Nov. 18 (Bloomberg) -- Oil options volatility rose as the underlying futures retreated on concern that the planned reversal of the Seaway pipeline won’t be enough to eliminate a glut of crude oil in the U.S. Midwest.
Implied volatility for at-the-money options expiring in January, a measure of expected swings in futures and a gauge of options prices, rose to 38.6 at 1 p.m. in New York, from 37.9 yesterday. Brent’s premium to West Texas Intermediate oil rose after narrowing to an eight-month low Nov. 16 following the announcement by Enbridge Inc. and Enterprise Products Partners LP that they will reverse the direction of the line.
“A bigger pipeline effect is expected when it actually starts influencing the physical market,” Thina Saltvedt, an analyst at Nordea Bank AB in Oslo, said in an e-mail.
The most active options contracts in electronic trading today were January $90 puts, with 1,959 lots changing hands as of 12:56 p.m. in New York. The options advanced 29 cents to $1.72 a barrel. January $95 puts traded 1,109 lots, gaining 51 cents to $3.11. One contract covers 1,000 barrels of crude.
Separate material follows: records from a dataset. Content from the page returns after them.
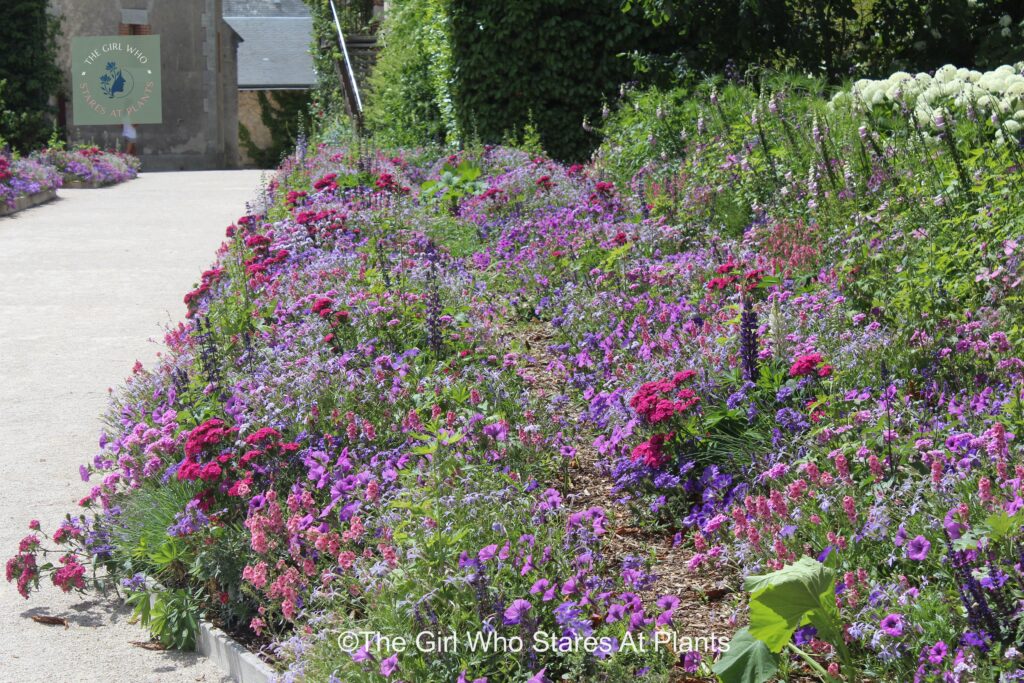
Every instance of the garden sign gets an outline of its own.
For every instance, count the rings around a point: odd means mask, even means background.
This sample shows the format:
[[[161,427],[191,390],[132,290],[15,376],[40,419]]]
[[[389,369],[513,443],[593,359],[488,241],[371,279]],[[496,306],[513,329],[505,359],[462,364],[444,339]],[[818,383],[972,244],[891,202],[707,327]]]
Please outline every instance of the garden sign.
[[[76,126],[161,123],[160,36],[71,41]]]

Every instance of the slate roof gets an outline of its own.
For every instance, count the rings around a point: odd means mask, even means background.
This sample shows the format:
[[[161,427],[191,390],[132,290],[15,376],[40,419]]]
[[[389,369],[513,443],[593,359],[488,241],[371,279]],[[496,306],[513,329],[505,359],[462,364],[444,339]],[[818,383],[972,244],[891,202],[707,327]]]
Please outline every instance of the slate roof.
[[[232,4],[256,3],[235,0]],[[282,2],[282,5],[284,3]],[[225,0],[225,9],[228,2]],[[241,36],[238,87],[243,90],[309,88],[316,84],[309,53],[313,20],[308,16],[228,16],[224,21]]]
[[[223,0],[222,12],[228,17],[308,17],[302,0]]]

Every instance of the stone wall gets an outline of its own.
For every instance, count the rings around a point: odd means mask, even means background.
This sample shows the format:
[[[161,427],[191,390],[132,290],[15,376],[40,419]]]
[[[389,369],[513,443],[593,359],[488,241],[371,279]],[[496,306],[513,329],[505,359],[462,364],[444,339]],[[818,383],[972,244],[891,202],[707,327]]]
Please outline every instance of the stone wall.
[[[72,37],[117,35],[126,16],[144,16],[160,36],[163,123],[136,126],[144,170],[238,166],[238,45],[221,18],[221,0],[50,0],[50,6],[63,17],[66,74]],[[123,145],[119,125],[76,127],[70,106],[67,118],[72,142]]]

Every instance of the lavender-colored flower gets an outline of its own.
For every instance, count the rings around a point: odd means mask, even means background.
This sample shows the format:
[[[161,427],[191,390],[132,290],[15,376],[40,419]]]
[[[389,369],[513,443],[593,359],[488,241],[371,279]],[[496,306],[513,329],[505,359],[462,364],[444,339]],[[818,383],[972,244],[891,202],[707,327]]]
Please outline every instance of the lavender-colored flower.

Puts accounted for about 58 percent of the volume.
Oil for December delivery declined $1.67, or 1.7 percent, to $97.17 a barrel at 12:56 p.m. on the New York Mercantile Exchange. Yesterday, it reached $103.37, the highest intraday level since May 31.
January $110 calls were the most active options traded in the previous session, with 5,561 lots changing hands. They fell 61 cents to 76 cents a barrel. The next-most active options, January $95 puts, rose $1.11 to $2.60 on volume of 5,547.
Puts accounted for about 57 percent of 116,480 lots.
Open interest was highest for December 2012 $80 puts with 35,275 contracts. Next were December 2012 $100 calls with 31,632 and December 2012 $150 calls with 29,758.
The exchange distributes real-time data for electronic trading and releases information on floor trading, where the bulk of options trading occurs, the next business day.